= Tunnels (comedy duo) =

Japanese comedy duo

The Tunnels (とんねるず, Tonneruzu) are an owarai duo with a long history composed of Tokyo-born Takaaki Ishibashi (石橋 貴明, Ishibashi Takaaki) and Noritake Kinashi (木梨 憲武, Kinashi Noritake). Both of them attended Teikyō High School (帝京高等学校) where Ishibashi, the taller of the two, participated in baseball, and Kinashi participated in soccer.

They originated not as a manzai duo, so much as an ippatsu gag and monomane act. During the early 1980s, they became immensely popular with young Japanese audiences, appearing in several television shows, but their popularity exploded with their show The Tunnels' Thanks to Everyone. Many times they absorbed more than 30% of nationwide television viewers, a great feat for any television show. They then turned their attention to creating music, spawning a string of hit singles that also generated massive sales and attention.

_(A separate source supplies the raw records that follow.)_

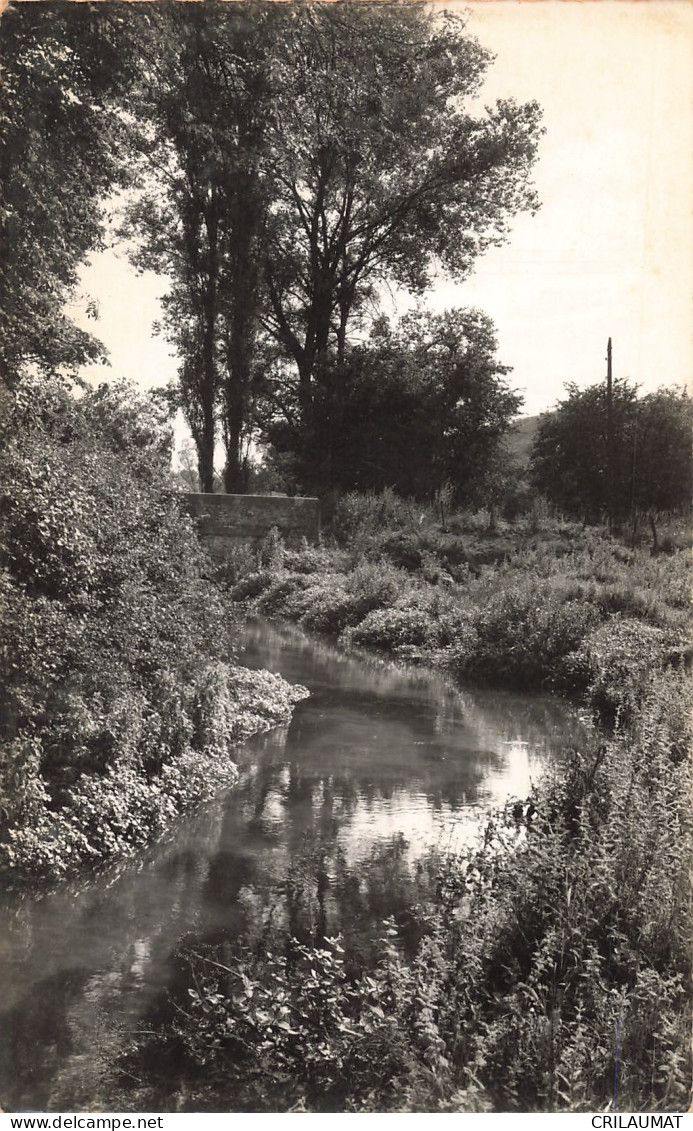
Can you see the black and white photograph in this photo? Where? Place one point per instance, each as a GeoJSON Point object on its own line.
{"type": "Point", "coordinates": [346, 468]}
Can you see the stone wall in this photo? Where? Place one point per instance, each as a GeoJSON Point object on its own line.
{"type": "Point", "coordinates": [224, 520]}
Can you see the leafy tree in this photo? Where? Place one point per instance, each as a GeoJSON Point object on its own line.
{"type": "Point", "coordinates": [61, 140]}
{"type": "Point", "coordinates": [651, 463]}
{"type": "Point", "coordinates": [378, 170]}
{"type": "Point", "coordinates": [202, 97]}
{"type": "Point", "coordinates": [417, 406]}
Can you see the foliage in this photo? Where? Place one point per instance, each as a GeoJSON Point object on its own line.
{"type": "Point", "coordinates": [293, 158]}
{"type": "Point", "coordinates": [651, 466]}
{"type": "Point", "coordinates": [202, 103]}
{"type": "Point", "coordinates": [431, 387]}
{"type": "Point", "coordinates": [511, 969]}
{"type": "Point", "coordinates": [119, 700]}
{"type": "Point", "coordinates": [61, 149]}
{"type": "Point", "coordinates": [527, 960]}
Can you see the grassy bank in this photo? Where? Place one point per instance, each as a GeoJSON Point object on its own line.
{"type": "Point", "coordinates": [519, 973]}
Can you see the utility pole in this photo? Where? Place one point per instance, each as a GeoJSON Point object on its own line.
{"type": "Point", "coordinates": [609, 439]}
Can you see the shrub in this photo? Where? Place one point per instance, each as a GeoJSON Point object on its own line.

They created many words and expressions that resonated with the youth of Japan included such as moto-kare (元カレ) and moto-kano (元カノ), which are abbreviations meaning "ex-boyfriend" and "ex-girlfriend". Both phrases are still in popular use today. Also, their tendency to use inside jokes that only the show's staff would understand and laugh at created a sur-like response from the audience, inciting nervous laughter from a confused audience, while the staff laughed loudly on-mike.

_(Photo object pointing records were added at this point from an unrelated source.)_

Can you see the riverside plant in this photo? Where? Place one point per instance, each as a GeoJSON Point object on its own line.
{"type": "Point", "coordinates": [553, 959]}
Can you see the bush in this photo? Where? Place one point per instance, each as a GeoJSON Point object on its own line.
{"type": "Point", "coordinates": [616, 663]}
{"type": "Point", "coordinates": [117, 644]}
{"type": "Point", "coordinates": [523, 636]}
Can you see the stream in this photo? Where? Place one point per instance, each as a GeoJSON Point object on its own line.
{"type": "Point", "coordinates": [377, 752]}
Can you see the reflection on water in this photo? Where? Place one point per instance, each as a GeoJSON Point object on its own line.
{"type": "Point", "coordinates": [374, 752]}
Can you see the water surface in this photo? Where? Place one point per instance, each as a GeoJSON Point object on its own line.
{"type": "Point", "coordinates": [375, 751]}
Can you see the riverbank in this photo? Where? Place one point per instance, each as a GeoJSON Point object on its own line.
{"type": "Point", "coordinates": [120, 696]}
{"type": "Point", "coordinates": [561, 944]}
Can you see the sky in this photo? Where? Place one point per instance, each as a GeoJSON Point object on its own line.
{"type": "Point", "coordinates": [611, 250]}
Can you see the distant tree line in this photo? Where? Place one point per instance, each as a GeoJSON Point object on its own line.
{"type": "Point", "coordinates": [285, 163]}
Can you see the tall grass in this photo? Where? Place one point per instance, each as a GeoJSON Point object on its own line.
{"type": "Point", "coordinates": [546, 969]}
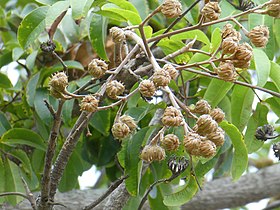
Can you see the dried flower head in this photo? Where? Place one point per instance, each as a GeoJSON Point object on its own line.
{"type": "Point", "coordinates": [89, 103]}
{"type": "Point", "coordinates": [172, 117]}
{"type": "Point", "coordinates": [202, 107]}
{"type": "Point", "coordinates": [117, 34]}
{"type": "Point", "coordinates": [259, 36]}
{"type": "Point", "coordinates": [171, 70]}
{"type": "Point", "coordinates": [129, 121]}
{"type": "Point", "coordinates": [192, 143]}
{"type": "Point", "coordinates": [114, 89]}
{"type": "Point", "coordinates": [217, 114]}
{"type": "Point", "coordinates": [170, 142]}
{"type": "Point", "coordinates": [97, 68]}
{"type": "Point", "coordinates": [152, 153]}
{"type": "Point", "coordinates": [120, 130]}
{"type": "Point", "coordinates": [226, 71]}
{"type": "Point", "coordinates": [171, 8]}
{"type": "Point", "coordinates": [147, 88]}
{"type": "Point", "coordinates": [59, 81]}
{"type": "Point", "coordinates": [161, 77]}
{"type": "Point", "coordinates": [207, 149]}
{"type": "Point", "coordinates": [211, 11]}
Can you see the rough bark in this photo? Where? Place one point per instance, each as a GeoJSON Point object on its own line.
{"type": "Point", "coordinates": [217, 194]}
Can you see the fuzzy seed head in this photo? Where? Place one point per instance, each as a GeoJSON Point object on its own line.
{"type": "Point", "coordinates": [114, 89]}
{"type": "Point", "coordinates": [89, 103]}
{"type": "Point", "coordinates": [170, 142]}
{"type": "Point", "coordinates": [97, 68]}
{"type": "Point", "coordinates": [161, 78]}
{"type": "Point", "coordinates": [59, 81]}
{"type": "Point", "coordinates": [172, 117]}
{"type": "Point", "coordinates": [171, 8]}
{"type": "Point", "coordinates": [259, 36]}
{"type": "Point", "coordinates": [147, 88]}
{"type": "Point", "coordinates": [211, 11]}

Interest in the group quickly mellowed in 1990, as Tunnels took a half year vacation from the show, and Ucchan Nanchan replaced them. They returned later saying, "We are sorry to have laid the burden on Ucchan Nanchan," but were never really accepted back by the public. As groups such as Downtown and U-tchan Nan-chan became more popular with young audiences, Tunnels changed their focus to talk and interview-related shows.

Recently, they have teamed with DJ Ozma to "produce" the group Yazima Beauty Salon, who the three found in America. In reality, Ozma and the Tunnels are the members of Yazima Beauty Salon, cross-dressing and performing in character as Margaret Camelia Yazima (Kinashi) and Strawberry Camelia Yazima (Ishibashi).